I have builded this little lineside building out of styrofoam sheets (from package material) and covered it with a 'concrete' mixture. The building has a solar powered LED as interior light.


Here some pictures. More work in process pictures and the complete building process can be find on my recently started blog: https://smallgardenrailroad.blogspot.com/ 



Hope you like it!


----------



## choochoowilly (Oct 31, 2016)

looks great


----------



## Paulus (May 31, 2008)

Thanks!


----------



## R.W. Marty (Jan 2, 2008)

Very nice!


----------



## denray (Jan 5, 2008)

looks very nice and quite durable
Dennis


----------



## Paulus (May 31, 2008)

Thanks all! 

Yes, it is pretty durable indeed.

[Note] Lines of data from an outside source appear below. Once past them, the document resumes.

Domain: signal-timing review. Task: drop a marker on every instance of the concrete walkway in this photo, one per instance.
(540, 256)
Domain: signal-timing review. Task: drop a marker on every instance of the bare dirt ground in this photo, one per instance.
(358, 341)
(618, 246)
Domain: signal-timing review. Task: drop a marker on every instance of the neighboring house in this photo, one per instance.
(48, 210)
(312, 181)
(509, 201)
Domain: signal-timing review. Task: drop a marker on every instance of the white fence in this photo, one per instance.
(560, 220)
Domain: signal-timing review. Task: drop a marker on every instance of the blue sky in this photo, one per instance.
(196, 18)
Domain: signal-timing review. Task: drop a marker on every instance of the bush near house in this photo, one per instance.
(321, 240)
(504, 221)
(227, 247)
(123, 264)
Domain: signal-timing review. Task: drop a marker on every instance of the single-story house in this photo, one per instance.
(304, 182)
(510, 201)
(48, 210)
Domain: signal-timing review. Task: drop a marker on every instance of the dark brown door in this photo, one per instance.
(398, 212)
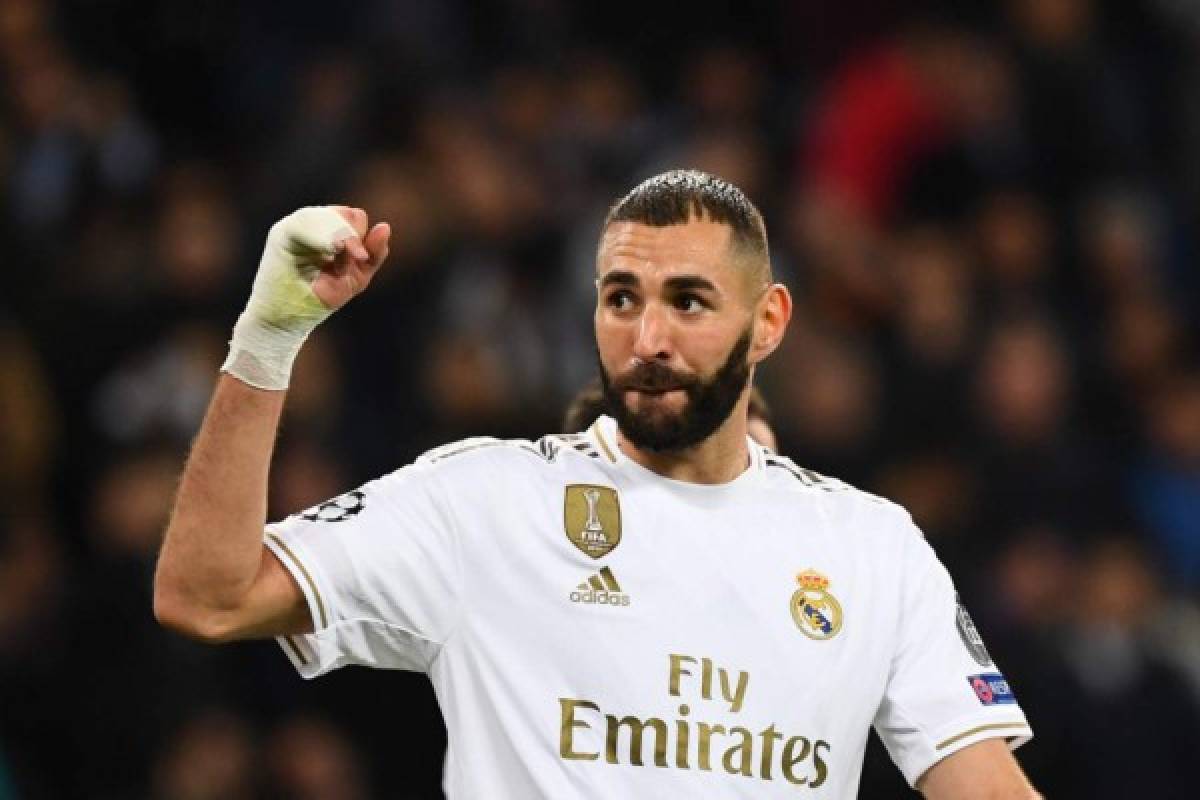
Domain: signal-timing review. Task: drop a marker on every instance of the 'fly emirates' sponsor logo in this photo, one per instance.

I like my buildings to be outside the year round. They can withstand the rains and the winters over here (though these winters are also very mild the last years...)


----------



## Ninobur (Oct 12, 2019)

In my neighborhood, the Elves would be living in such a fine building at the first full moon. Good luck keeping them out.
Cheers!
Dave


----------



## choochoowilly (Oct 31, 2016)

Last building I did was a Florida cracker house that I built for the LSC MIK challenge and I hid the solar panel in the chimney, the building is modified playmobil


----------